Alexandre aperçut dans sa route le champ où paissent les cavales des haras royaux. On l’appelle la prairie de Nysée, au rapport d’Hérodote : de là le nom de Nyséennes donné à ces cavales dont le nombre s’élevait autrefois à cent cinquante mille. Alexandre n’en trouva que le tiers, le reste ayant été volé.

Chap. 4. Atropates, satrape de Médie, lui amena cent amazones équipées en cavaliers, portant la hache au lieu de javelot, et la pelta au lieu de bouclier.
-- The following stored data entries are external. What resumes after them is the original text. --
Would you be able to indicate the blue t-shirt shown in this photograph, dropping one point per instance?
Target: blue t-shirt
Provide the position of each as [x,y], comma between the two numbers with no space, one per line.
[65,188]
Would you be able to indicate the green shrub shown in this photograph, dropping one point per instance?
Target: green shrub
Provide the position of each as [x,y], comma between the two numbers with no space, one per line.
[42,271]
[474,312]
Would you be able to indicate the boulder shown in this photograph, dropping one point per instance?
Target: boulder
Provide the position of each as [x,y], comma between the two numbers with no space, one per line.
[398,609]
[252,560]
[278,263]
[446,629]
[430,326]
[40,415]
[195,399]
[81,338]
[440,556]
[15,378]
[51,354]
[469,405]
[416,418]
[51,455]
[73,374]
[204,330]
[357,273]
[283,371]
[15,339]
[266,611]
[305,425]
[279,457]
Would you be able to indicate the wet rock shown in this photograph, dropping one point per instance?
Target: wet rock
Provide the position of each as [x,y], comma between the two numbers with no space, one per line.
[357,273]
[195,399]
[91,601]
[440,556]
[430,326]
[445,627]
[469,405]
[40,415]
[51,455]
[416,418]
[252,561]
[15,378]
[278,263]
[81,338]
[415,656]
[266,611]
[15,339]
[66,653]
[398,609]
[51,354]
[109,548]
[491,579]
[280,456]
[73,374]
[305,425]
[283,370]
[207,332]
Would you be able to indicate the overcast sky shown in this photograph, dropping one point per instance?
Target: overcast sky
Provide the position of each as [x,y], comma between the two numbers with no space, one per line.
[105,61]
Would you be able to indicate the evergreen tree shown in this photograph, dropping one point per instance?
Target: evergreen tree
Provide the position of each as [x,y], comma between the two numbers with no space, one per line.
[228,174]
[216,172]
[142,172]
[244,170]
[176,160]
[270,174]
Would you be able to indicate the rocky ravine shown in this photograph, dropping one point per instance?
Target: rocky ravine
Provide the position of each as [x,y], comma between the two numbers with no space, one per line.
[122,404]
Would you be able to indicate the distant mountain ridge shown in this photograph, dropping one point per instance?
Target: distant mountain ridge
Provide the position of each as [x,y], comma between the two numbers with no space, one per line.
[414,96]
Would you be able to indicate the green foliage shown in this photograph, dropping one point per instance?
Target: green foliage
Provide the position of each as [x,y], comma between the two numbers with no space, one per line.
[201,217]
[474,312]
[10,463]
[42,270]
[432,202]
On raconte qu’elles ont le sein droit plus petit, et qu’elles le découvrent dans les combats. Alexandre les renvoya pour ne point les exposer aux outrages des Macédoniens ou des Barbares, et les chargea d’annoncer à leur reine qu’il naîtrait un enfant d’elle et d’Alexandre. Mais, ni Aristobule, ni Ptolémée, ni aucun historien digne de foi, n’ont transmis ce fait. La race des Amazones devait être éteinte depuis long-temps ; avant Alexandre, Xénophon n’en fait point mention, quoiqu’il parle du Phase, de la Colchide et de toute la côte barbare que les Grecs parcoururent après leur départ, et avant leur retour à Trébizonde, aux environs de laquelle ils ne trouvèrent point d’Amazones. Non que je veuille révoquer en doute leur existence, attestée par tant d’historiens célèbres. On raconte généralement qu’Hercule marcha contre elles, et rapporta dans la Grèce le ceste de leur reine Hippolyte ; que les Athéniens, conduits par Thésée, défirent les Amazones qui tentèrent une invasion dans l’Europe. Cimon a décrit ce combat avec autant de soin que celui des Athéniens contre les Perses. Hérodote fait souvent mention de ces femmes, et tous les panégyristes des guerriers morts dans les combats rapportent celui des Amazones. Les femmes qu’Atropates présenta au conquérant étaient sans doute des Barbares exercées à courir à cheval et montées à la manière des Amazones.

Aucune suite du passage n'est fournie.